Jacob Littmann
Tosca Kempler gave me Jacob Littmann’s address and we got in touch by letter. He described his childhood in the children’s home in considerable detail in a letter dated 12 March 2005: …my parents were fortunate in being able to save two children. We were in the nursery (at Fehrbelliner Strasse 92), in the kindergarten and in the after-school group. A big flag in the colours of the Weimar Republic, black, red and gold, hung from a flagpole over the door. It was a liberal home for Jewish children, where they experienced an upbringing with discipline but without severity. In the two years in the nursery, the women were mothers, in the kindergarten they were aunts and in the after-school club they were “Miss”.
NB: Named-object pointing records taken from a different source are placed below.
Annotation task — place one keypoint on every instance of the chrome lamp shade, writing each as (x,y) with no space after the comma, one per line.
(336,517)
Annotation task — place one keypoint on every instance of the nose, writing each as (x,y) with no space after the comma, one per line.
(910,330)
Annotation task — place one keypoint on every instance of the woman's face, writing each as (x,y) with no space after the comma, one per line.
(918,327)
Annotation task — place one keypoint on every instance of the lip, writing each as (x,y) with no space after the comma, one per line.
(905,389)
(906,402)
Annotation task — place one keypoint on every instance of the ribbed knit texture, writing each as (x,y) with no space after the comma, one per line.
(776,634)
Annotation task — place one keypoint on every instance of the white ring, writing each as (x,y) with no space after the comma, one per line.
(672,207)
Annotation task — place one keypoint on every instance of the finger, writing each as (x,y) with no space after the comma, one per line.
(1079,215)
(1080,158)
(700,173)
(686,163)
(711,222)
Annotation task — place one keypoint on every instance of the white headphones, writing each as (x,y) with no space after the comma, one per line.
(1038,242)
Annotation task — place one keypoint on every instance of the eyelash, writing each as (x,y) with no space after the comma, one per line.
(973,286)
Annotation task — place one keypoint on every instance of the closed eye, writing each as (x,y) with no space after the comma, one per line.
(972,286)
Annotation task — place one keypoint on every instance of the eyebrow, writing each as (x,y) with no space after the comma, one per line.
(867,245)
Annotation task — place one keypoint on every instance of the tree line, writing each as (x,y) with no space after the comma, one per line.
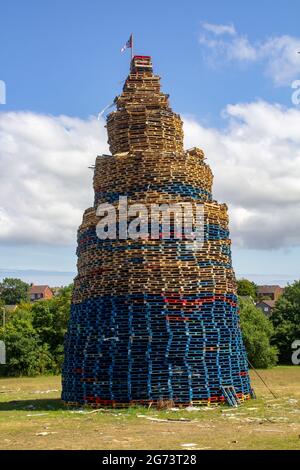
(34,332)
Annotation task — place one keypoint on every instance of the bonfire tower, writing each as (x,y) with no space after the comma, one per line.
(153,319)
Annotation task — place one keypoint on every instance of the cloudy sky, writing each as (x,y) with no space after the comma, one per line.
(233,73)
We were brought up to practise both German and Jewish customs. In the summer holidays, the home rented a villa in Neuhof on the Baltic coast. The older children from the after-school group spent four weeks there – on the beach and in the woods. It was healthy for the poorer children and an opportunity to learn how the country, the customs and life are organised in a family. That is why the home in Fehrbelliner Strasse was a home without harshness. Everyone both gave and shared. There was a big library with books like Dr Dolittle, Kipling, old tales from Troy, Sparta and Athens. It was fun as well as educational. The women who ran the after-school group went to the schools to see how the children were getting on. Then they helped them with their homework. I went to the school in Ryckestrasse. There was one large room, where the little children had a rest in the afternoons. This room was also used for games, dancing and for festivals. These recollections are in my memory. The home was a bright part of my life. My brother Heinrich Siegfried Littmann and my parents are missing.
Jacob Littmann was arrested Oktober 28-29 in 1938 and deported to Polen ( Polenaktion ). Relatives in the USA sent affidavits for him and his sister. So they could emigrate to the USA and saved their lives. March 2005 he lived in Van Nuys, a district of Los Angeles, Ca., USA. He has since died.